A broad judge score rarely gives you that clarity.

If a judge says a run was a 6 out of 10, what broke? The retrieval? The tool call? The plan? The final wording? The model's interpretation of the user's intent? The judge's own rubric?

Scores can be helpful as a signal, but they are a bad substitute for direct evidence. We want the system to say, as often as possible, exactly which invariant was violated.

Judges Are for the Ambiguous Layer

There are still plenty of failures rules cannot capture well.

An agent may run the requested command and still draw the wrong conclusion from the output. It may edit the correct file but choose a brittle abstraction. It may summarize the relevant source and omit the caveat that changes the decision. It may recover from an error in a way that works today but leaves hidden state behind for the next run.

Those are real failures. They deserve evaluation.

This is where LLM-as-judge belongs: not as a blanket verdict on the whole run, but as a focused reviewer for a specific ambiguity.

The judge prompt should be narrow enough that a human reviewer would know what evidence to inspect:

Given the user request, the final response, and the tool trace, did the agent verify the build before claiming the build passed?

Or:

Given the error and the recovery steps, did the agent update state after understanding the failure, or did it only repeat the same operation?

The narrower the assignment, the more useful the judgment. The judge sees cleaner context. The answer is easier to compare with a human review. The failure is easier to turn into a regression case.

The Ordering Changes the Economics

Rules-first evaluation is not just a quality preference. It changes the cost and latency profile of the system.

Deterministic checks can run on every attempt. They are cheap enough to put in the hot path. They can fail fast before a long judge call. They can run in CI, in local development, in background monitors, and in production traces without turning every run into another model workload.

The judge then handles fewer cases and better cases.

Instead of reviewing a messy transcript and deciding whether everything was acceptable, the judge receives a trace that has already been organized by the rule layer. The obvious failures are gone. The required artifacts are present or explicitly missing. The question is about the remaining ambiguity.

That makes the judge more reliable because the input is better. It also makes the system easier to operate because most failures do not require another probabilistic component to explain them.

Rules Also Define the Contract

A rule is more than a check.
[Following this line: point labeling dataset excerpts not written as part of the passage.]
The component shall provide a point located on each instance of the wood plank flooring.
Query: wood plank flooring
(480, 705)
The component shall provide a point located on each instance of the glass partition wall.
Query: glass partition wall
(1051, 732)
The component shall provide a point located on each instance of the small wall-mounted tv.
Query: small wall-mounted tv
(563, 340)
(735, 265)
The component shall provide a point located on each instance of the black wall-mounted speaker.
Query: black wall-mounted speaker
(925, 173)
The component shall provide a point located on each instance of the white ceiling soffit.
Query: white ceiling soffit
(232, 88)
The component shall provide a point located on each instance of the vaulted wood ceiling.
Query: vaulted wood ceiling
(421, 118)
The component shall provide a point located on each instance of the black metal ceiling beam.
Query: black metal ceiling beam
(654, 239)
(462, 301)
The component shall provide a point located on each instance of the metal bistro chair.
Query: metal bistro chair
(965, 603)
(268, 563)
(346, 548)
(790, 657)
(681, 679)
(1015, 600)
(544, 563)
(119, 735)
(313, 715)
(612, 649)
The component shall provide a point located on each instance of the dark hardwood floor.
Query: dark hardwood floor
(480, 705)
It is a statement about what the agent is expected to do.

If we require source-grounded claims, the trace needs source evidence. If we require build verification, the trace needs a build command and result. If we require approval before publishing, the agent must stop at the boundary and ask. If we require artifacts for a multi-step task, the run is not complete until those artifacts exist.

Those expectations shape the agent.

They make the invisible contract visible. They tell the prompt, the tools, the runtime, and the reviewer what completion actually means. Without that contract, the system drifts toward vibes: the answer sounded confident, the plan looked reasonable, the judge was mostly satisfied.

Production systems need sharper edges than that.

Use the Most Boring Tool That Works

The point is not to avoid LLM judges. The point is to stop asking them to do work that simpler machinery can do better.

Use a rule when the failure is objective. Use a judge when the failure is semantic. Use a human when the consequence requires accountability.

That ordering keeps each layer honest.

Rules provide fast, debuggable guardrails. Judges handle the ambiguity that remains. Humans review the decisions that should not be delegated away.

For agent reliability, that is the practical path. Not one giant judge prompt. Not blind trust in a final answer. A stack of checks where the cheapest reliable signal comes first.

The LLM is powerful. We should save it for the parts that need it.